Shelly se había quedado tan fascinada ante la aparición de su prometido que no se había parado a pensar cuál habría sido su primera impresión de ella.

La profesora de música de instituto se sintió de pronto desgarbada con su
soufflé
de gasa blanca de una talla inferior a la suya que había desenterrado del fondo de su armario para la actuación ficticia en la boda ficticia. También sabía que se había vuelto bastante sosa en los últimos años, desde que se cortó el pelo, dejó de llevar maquillaje, perdió su encanto y se dio por vencida. Música ambiental, eso es lo que era, desvaneciéndose al fondo.

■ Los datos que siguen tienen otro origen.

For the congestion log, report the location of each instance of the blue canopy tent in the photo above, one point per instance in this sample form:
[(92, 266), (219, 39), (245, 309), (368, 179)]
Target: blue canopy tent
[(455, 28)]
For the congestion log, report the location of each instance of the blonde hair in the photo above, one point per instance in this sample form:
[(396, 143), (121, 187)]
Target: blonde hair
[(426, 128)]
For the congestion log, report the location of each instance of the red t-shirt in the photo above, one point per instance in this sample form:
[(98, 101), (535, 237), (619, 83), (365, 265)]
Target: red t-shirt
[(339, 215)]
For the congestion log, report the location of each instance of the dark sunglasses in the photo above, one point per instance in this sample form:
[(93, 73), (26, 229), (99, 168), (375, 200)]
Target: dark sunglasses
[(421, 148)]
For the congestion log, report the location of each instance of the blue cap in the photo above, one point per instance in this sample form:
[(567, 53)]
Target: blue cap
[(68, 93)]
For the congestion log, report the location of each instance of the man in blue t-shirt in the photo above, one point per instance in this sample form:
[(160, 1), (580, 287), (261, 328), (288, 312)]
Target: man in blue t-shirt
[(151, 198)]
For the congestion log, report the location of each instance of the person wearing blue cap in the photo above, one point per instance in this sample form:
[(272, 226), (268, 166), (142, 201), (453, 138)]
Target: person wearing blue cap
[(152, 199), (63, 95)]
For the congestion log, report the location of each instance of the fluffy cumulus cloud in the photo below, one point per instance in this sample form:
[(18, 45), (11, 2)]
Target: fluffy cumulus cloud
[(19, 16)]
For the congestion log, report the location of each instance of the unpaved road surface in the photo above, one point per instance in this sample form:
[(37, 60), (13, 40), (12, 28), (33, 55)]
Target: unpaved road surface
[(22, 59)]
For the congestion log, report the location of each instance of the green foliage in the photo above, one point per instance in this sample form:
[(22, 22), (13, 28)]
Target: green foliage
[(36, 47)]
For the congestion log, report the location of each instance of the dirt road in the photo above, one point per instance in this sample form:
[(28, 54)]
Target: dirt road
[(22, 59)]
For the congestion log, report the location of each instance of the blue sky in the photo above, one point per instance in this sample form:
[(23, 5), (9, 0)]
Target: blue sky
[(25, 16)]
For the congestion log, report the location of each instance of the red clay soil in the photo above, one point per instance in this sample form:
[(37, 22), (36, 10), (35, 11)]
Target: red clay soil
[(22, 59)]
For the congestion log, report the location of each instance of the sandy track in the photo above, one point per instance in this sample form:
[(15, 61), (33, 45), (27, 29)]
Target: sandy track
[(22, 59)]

Si Shelly pudiera verse a sí misma como la podían ver los demás, estaba bastante segura de que no echaría un segundo vistazo.

—Mentiste —fueron las primeras palabras que su futuro marido elegido por ordenador le dijo— en tu formulario. —Shelly estaba tan asombrada de ver a su prometido mascando chicle en el altar que en ese momento no se percató de que su gangueo meloso era americano—. 1.62, ojos azules, encantos naturales…

Ay madre
, se avergonzó Shelly. ¿Qué más habían dicho de ella esos malditos niños? Pasó los dedos por sus dispares mechones. El pelo de Shelly, cortado a lo barato por la madre de un alumno, no era exactamente un estilo de diseño. Era más como si la hubiera derribado en la calle un cortacésped fuera de control y a continuación hubiera maniobrado sobre su cráneo. O quizá… —empezó a llenarse de pánico conforme él la examinaba tranquilamente— ¿debería haberle prestado más atención al crecimiento de las cutículas? ¿Acaso no sabía todo el mundo que «encantos naturales» se traduce en ser demasiado vaga para decolorarse el bigote cada cuatro semanas?

—Bueno —tartamudeó—, nadie va admitir nunca que tiene un aspecto normal y corriente, ¿no?

—Naa —aclaró Kit—. Mentiste sobre tus ojos. No son azules… son aguamarina. —Sonrió lentamente, un vivo destello de malicia que iluminaba sus propios orbes maravillosos—. Por no mencionar tu cuerpazo. No deberías llevar vestidos tan ajustados, así los pobres cegatos no podrían ver lo sexy que eres. La única parte de ti que es seguro tener en exhibición es tu dedo gordo del pie… o quizá un codo.

Bueno
, rectificó Shelly mentalmente,
quizá podría hacer el viaje en limusina. Quiero decir, ¿qué daño puede hacer un viaje en limusina, ehh?
Eso le daría tiempo para descubrir cómo narices iba a salir de esta absurda situación sin meter a sus alumnos en un profundo marrón disciplinario por falsificación y conspiración para cometer vandalismo público.

*

—Mira —confesó Shelly en cuanto la limusina se adentró dando tumbos en el tráfico londinense rumbo norte, y Kit había hecho saltar el tapón de la botella de
Dom Pérignon
con un descorchado optimista—. En realidad soy misógama.

—¿En serio? —Los ojos de Kit Kinkade la atravesaron como un láser. Shelly tuvo que comprobar que no tuviera más agujeros en su cuerpo de los estrictamente necesarios—. ¿Odias a las mujeres? Yo creía que todas las chicas eran lesbianas… emocionalmente. Es sólo que cuando se trata de correros, nos necesitáis —sonrió abiertamente con descaro.